Dr. Gabriel Ribeiro comes from a family of beef and dairy farmers in the state of Minas Gerais, Brazil. He obtained a Veterinary Medicine degree, and a MSc. and Ph.D. (with distinction) in Animal Science (ruminant nutrition) from the Federal University of Minas Gerais (UFMG) in Brazil. During his Ph.D., he undertook a year of study at Agriculture and Agri-Food Canada’s Lethbridge Research and Development Centre, working with Dr. Tim McAllister. Upon completion of his Ph.D. he went back to the Lethbridge Research and Development Centre to continue working as a post-doctoral fellow. Dr. Ribeiro accepted a position as Assistant Professor of Production Animal Nutrition in the Faculty of Veterinary Medicine at the University of Calgary. His research focuses on strategies to improve beef cattle production, reduce its effects on the environment, and increase profitability. Currently he is working on a variety of projects that aim to optimize grain and forage processing technologies, with the aim of improving rumen health, feed efficiency, and beef cattle productivity; and projects that aims to develop feed additives that can reduce rumen methane emissions.

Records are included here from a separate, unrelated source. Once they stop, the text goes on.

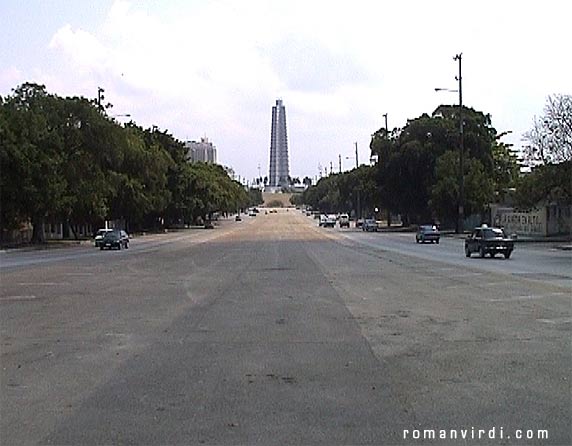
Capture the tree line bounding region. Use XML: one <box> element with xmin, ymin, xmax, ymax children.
<box><xmin>298</xmin><ymin>95</ymin><xmax>572</xmax><ymax>227</ymax></box>
<box><xmin>0</xmin><ymin>83</ymin><xmax>259</xmax><ymax>242</ymax></box>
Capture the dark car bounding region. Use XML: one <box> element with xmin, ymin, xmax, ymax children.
<box><xmin>465</xmin><ymin>225</ymin><xmax>514</xmax><ymax>259</ymax></box>
<box><xmin>415</xmin><ymin>225</ymin><xmax>441</xmax><ymax>243</ymax></box>
<box><xmin>361</xmin><ymin>218</ymin><xmax>377</xmax><ymax>232</ymax></box>
<box><xmin>93</xmin><ymin>229</ymin><xmax>113</xmax><ymax>248</ymax></box>
<box><xmin>99</xmin><ymin>229</ymin><xmax>129</xmax><ymax>250</ymax></box>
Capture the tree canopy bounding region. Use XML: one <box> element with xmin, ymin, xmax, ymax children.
<box><xmin>0</xmin><ymin>83</ymin><xmax>249</xmax><ymax>242</ymax></box>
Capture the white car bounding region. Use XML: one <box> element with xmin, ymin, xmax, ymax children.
<box><xmin>94</xmin><ymin>229</ymin><xmax>113</xmax><ymax>248</ymax></box>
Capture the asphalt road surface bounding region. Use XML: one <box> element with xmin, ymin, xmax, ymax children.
<box><xmin>0</xmin><ymin>210</ymin><xmax>572</xmax><ymax>445</ymax></box>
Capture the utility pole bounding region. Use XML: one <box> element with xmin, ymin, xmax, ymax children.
<box><xmin>382</xmin><ymin>113</ymin><xmax>391</xmax><ymax>228</ymax></box>
<box><xmin>97</xmin><ymin>87</ymin><xmax>105</xmax><ymax>110</ymax></box>
<box><xmin>453</xmin><ymin>53</ymin><xmax>465</xmax><ymax>234</ymax></box>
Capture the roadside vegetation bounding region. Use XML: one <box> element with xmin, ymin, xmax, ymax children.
<box><xmin>0</xmin><ymin>83</ymin><xmax>255</xmax><ymax>243</ymax></box>
<box><xmin>298</xmin><ymin>95</ymin><xmax>572</xmax><ymax>227</ymax></box>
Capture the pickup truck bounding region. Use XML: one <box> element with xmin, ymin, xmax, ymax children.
<box><xmin>322</xmin><ymin>215</ymin><xmax>337</xmax><ymax>228</ymax></box>
<box><xmin>465</xmin><ymin>225</ymin><xmax>514</xmax><ymax>259</ymax></box>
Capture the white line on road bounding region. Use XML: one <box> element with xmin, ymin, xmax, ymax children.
<box><xmin>487</xmin><ymin>293</ymin><xmax>568</xmax><ymax>302</ymax></box>
<box><xmin>18</xmin><ymin>282</ymin><xmax>70</xmax><ymax>286</ymax></box>
<box><xmin>0</xmin><ymin>294</ymin><xmax>37</xmax><ymax>302</ymax></box>
<box><xmin>536</xmin><ymin>317</ymin><xmax>572</xmax><ymax>325</ymax></box>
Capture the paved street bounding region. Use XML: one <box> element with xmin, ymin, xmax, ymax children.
<box><xmin>0</xmin><ymin>210</ymin><xmax>572</xmax><ymax>445</ymax></box>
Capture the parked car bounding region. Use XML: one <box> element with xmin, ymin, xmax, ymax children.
<box><xmin>93</xmin><ymin>229</ymin><xmax>113</xmax><ymax>248</ymax></box>
<box><xmin>99</xmin><ymin>229</ymin><xmax>129</xmax><ymax>250</ymax></box>
<box><xmin>415</xmin><ymin>225</ymin><xmax>441</xmax><ymax>243</ymax></box>
<box><xmin>322</xmin><ymin>214</ymin><xmax>337</xmax><ymax>228</ymax></box>
<box><xmin>465</xmin><ymin>225</ymin><xmax>514</xmax><ymax>259</ymax></box>
<box><xmin>338</xmin><ymin>214</ymin><xmax>350</xmax><ymax>228</ymax></box>
<box><xmin>361</xmin><ymin>218</ymin><xmax>377</xmax><ymax>232</ymax></box>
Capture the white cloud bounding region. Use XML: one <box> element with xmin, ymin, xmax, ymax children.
<box><xmin>0</xmin><ymin>0</ymin><xmax>572</xmax><ymax>181</ymax></box>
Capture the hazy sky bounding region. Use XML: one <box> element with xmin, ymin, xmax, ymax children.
<box><xmin>0</xmin><ymin>0</ymin><xmax>572</xmax><ymax>178</ymax></box>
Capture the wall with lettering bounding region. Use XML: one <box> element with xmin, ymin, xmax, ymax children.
<box><xmin>493</xmin><ymin>208</ymin><xmax>547</xmax><ymax>236</ymax></box>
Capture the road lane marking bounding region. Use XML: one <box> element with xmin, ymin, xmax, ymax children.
<box><xmin>18</xmin><ymin>282</ymin><xmax>70</xmax><ymax>286</ymax></box>
<box><xmin>0</xmin><ymin>294</ymin><xmax>37</xmax><ymax>301</ymax></box>
<box><xmin>536</xmin><ymin>317</ymin><xmax>572</xmax><ymax>325</ymax></box>
<box><xmin>487</xmin><ymin>293</ymin><xmax>569</xmax><ymax>302</ymax></box>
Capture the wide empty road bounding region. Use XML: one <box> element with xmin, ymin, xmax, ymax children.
<box><xmin>0</xmin><ymin>210</ymin><xmax>572</xmax><ymax>445</ymax></box>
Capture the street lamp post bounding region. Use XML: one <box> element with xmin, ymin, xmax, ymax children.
<box><xmin>435</xmin><ymin>53</ymin><xmax>465</xmax><ymax>234</ymax></box>
<box><xmin>453</xmin><ymin>53</ymin><xmax>465</xmax><ymax>233</ymax></box>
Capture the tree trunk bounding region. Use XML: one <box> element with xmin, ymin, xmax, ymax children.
<box><xmin>30</xmin><ymin>216</ymin><xmax>46</xmax><ymax>244</ymax></box>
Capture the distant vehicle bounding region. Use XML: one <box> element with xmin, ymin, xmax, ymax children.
<box><xmin>465</xmin><ymin>225</ymin><xmax>514</xmax><ymax>259</ymax></box>
<box><xmin>361</xmin><ymin>218</ymin><xmax>377</xmax><ymax>232</ymax></box>
<box><xmin>322</xmin><ymin>214</ymin><xmax>337</xmax><ymax>228</ymax></box>
<box><xmin>415</xmin><ymin>225</ymin><xmax>441</xmax><ymax>244</ymax></box>
<box><xmin>99</xmin><ymin>229</ymin><xmax>129</xmax><ymax>250</ymax></box>
<box><xmin>93</xmin><ymin>229</ymin><xmax>113</xmax><ymax>248</ymax></box>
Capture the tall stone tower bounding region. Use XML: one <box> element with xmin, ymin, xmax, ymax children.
<box><xmin>268</xmin><ymin>99</ymin><xmax>290</xmax><ymax>187</ymax></box>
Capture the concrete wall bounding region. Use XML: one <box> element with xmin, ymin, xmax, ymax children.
<box><xmin>491</xmin><ymin>205</ymin><xmax>572</xmax><ymax>237</ymax></box>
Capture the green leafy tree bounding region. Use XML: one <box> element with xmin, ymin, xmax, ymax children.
<box><xmin>0</xmin><ymin>83</ymin><xmax>67</xmax><ymax>243</ymax></box>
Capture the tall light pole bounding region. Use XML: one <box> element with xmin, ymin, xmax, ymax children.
<box><xmin>435</xmin><ymin>53</ymin><xmax>465</xmax><ymax>234</ymax></box>
<box><xmin>453</xmin><ymin>53</ymin><xmax>465</xmax><ymax>234</ymax></box>
<box><xmin>382</xmin><ymin>113</ymin><xmax>391</xmax><ymax>228</ymax></box>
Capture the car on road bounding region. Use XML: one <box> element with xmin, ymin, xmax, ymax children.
<box><xmin>415</xmin><ymin>225</ymin><xmax>441</xmax><ymax>243</ymax></box>
<box><xmin>338</xmin><ymin>214</ymin><xmax>350</xmax><ymax>228</ymax></box>
<box><xmin>93</xmin><ymin>229</ymin><xmax>113</xmax><ymax>248</ymax></box>
<box><xmin>465</xmin><ymin>225</ymin><xmax>514</xmax><ymax>259</ymax></box>
<box><xmin>99</xmin><ymin>229</ymin><xmax>129</xmax><ymax>250</ymax></box>
<box><xmin>361</xmin><ymin>218</ymin><xmax>377</xmax><ymax>232</ymax></box>
<box><xmin>320</xmin><ymin>214</ymin><xmax>337</xmax><ymax>228</ymax></box>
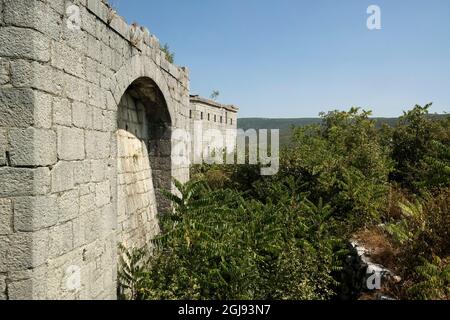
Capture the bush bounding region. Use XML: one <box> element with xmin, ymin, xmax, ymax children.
<box><xmin>122</xmin><ymin>181</ymin><xmax>339</xmax><ymax>300</ymax></box>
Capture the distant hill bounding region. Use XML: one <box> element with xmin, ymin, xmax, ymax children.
<box><xmin>237</xmin><ymin>114</ymin><xmax>449</xmax><ymax>145</ymax></box>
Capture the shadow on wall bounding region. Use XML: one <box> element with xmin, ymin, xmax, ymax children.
<box><xmin>117</xmin><ymin>78</ymin><xmax>172</xmax><ymax>249</ymax></box>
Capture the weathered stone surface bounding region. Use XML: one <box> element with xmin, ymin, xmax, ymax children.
<box><xmin>0</xmin><ymin>58</ymin><xmax>11</xmax><ymax>85</ymax></box>
<box><xmin>0</xmin><ymin>129</ymin><xmax>9</xmax><ymax>166</ymax></box>
<box><xmin>53</xmin><ymin>97</ymin><xmax>72</xmax><ymax>126</ymax></box>
<box><xmin>95</xmin><ymin>181</ymin><xmax>111</xmax><ymax>208</ymax></box>
<box><xmin>0</xmin><ymin>199</ymin><xmax>13</xmax><ymax>236</ymax></box>
<box><xmin>57</xmin><ymin>190</ymin><xmax>80</xmax><ymax>223</ymax></box>
<box><xmin>86</xmin><ymin>131</ymin><xmax>111</xmax><ymax>159</ymax></box>
<box><xmin>57</xmin><ymin>127</ymin><xmax>85</xmax><ymax>160</ymax></box>
<box><xmin>0</xmin><ymin>88</ymin><xmax>34</xmax><ymax>127</ymax></box>
<box><xmin>10</xmin><ymin>128</ymin><xmax>57</xmax><ymax>166</ymax></box>
<box><xmin>0</xmin><ymin>276</ymin><xmax>7</xmax><ymax>300</ymax></box>
<box><xmin>0</xmin><ymin>0</ymin><xmax>221</xmax><ymax>299</ymax></box>
<box><xmin>0</xmin><ymin>167</ymin><xmax>48</xmax><ymax>197</ymax></box>
<box><xmin>14</xmin><ymin>196</ymin><xmax>58</xmax><ymax>232</ymax></box>
<box><xmin>0</xmin><ymin>27</ymin><xmax>50</xmax><ymax>62</ymax></box>
<box><xmin>51</xmin><ymin>161</ymin><xmax>75</xmax><ymax>193</ymax></box>
<box><xmin>72</xmin><ymin>101</ymin><xmax>92</xmax><ymax>129</ymax></box>
<box><xmin>4</xmin><ymin>0</ymin><xmax>62</xmax><ymax>39</ymax></box>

Bryan Theisen is an owner/operator of Namaka Farms Inc., a feedlot and farming operation located in Strathmore, AB and Outlook, SK. Bryan is a past chair of the Beef Cattle Research Council. Bryan has also spent time as a board member for the Alberta Beef Producers and the Canadian Cattlemen’s Association.

Dirk Burken is a feedlot nutritionist with Allied Marketing Group Inc., a group of feedlot owners that operate 14 feedlots in Alberta and Saskatchewan. Dirk has been employed with the group for 3.5 years and lives in Coaldale, AB with his wife Amanda and two daughters, Tynsleigh and Morgan. Dirk is originally from Nebraska and received his BS in Animal Science from the University of Nebraska, a MS in Animal Science from Oklahoma State University, and a PhD in Animal Science Ruminant Nutrition from the University of Nebraska. His dissertation was in researching ways of feeding corn silage in modern feedlot diets with distillers grains.

The Beef Researcher Mentorship Program provides upcoming and new applied researchers with the opportunity to deepen their understanding of the needs of the beef industry in practical and meaningful ways. Participants are paired with innovative cattle producers and other industry professionals for a one year mentorship along with a travel budget to attend industry meetings, producer workshops, and farm tours. The program complements similar programs in existence but for which some researchers may not be eligible. Funding is made available in part through the technology transfer initiative within the Beef Science Cluster.